Yes I also know someone who describes herself as queer. She's been married to a man for 8 years and got together with him after divorcing her previous husband.

Apparently it has nothing to do with sexuality any more, it's about identity. Or being a 'spicy straight' as one of my friends says

Or being bisexual. This is why the term "Bi erasure" exists. The idea that when a bisexual person settles down with somebody from the opposite sex they're not bi any more.

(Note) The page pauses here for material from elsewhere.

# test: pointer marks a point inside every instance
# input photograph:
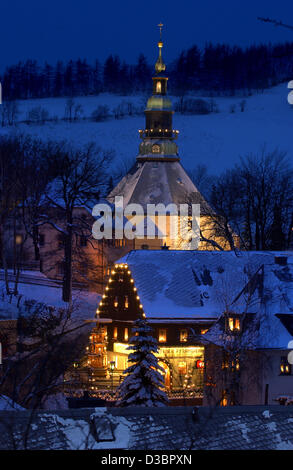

Clymene · 23/03/2022 10:09

@Mysterian

Yes I also know someone who describes herself as queer. She's been married to a man for 8 years and got together with him after divorcing her previous husband.

Apparently it has nothing to do with sexuality any more, it's about identity. Or being a 'spicy straight' as one of my friends says

Or being bisexual. This is why the term "Bi erasure" exists. The idea that when a bisexual person settles down with somebody from the opposite sex they're not bi any more.

I am bisexual. I can assure you she isn't. But thanks for your patronising assumption Smile
Nnique · 23/03/2022 10:10

@RedRobin100

My brain hurts trying to work these labels out
That’s because it’s utter nonsense and you’re not supposed to be able to understand it. It’s gibberish and means nothing.
Iluvfriends · 23/03/2022 10:11

I hate the word queer.

Femalewoman · 23/03/2022 10:22

@BellaMachine

Lots of us are lesbians, it’s not special enough as a label anymore, it definitely won’t stand out in your instagram bio. That’s why we now have over 300 genders and there’s probably just as many sexual orientations by now.
Yep.

How do you feel about the lesbians should find trans women attractive otherwise they are transphobes argument? Or have you not encountered that one.

Halllyup17 · 23/03/2022 10:28

Who cares? If she's a colleague, rather than a friend, I'd assume her sexuality has no effect on your life. Don't give it a second thought.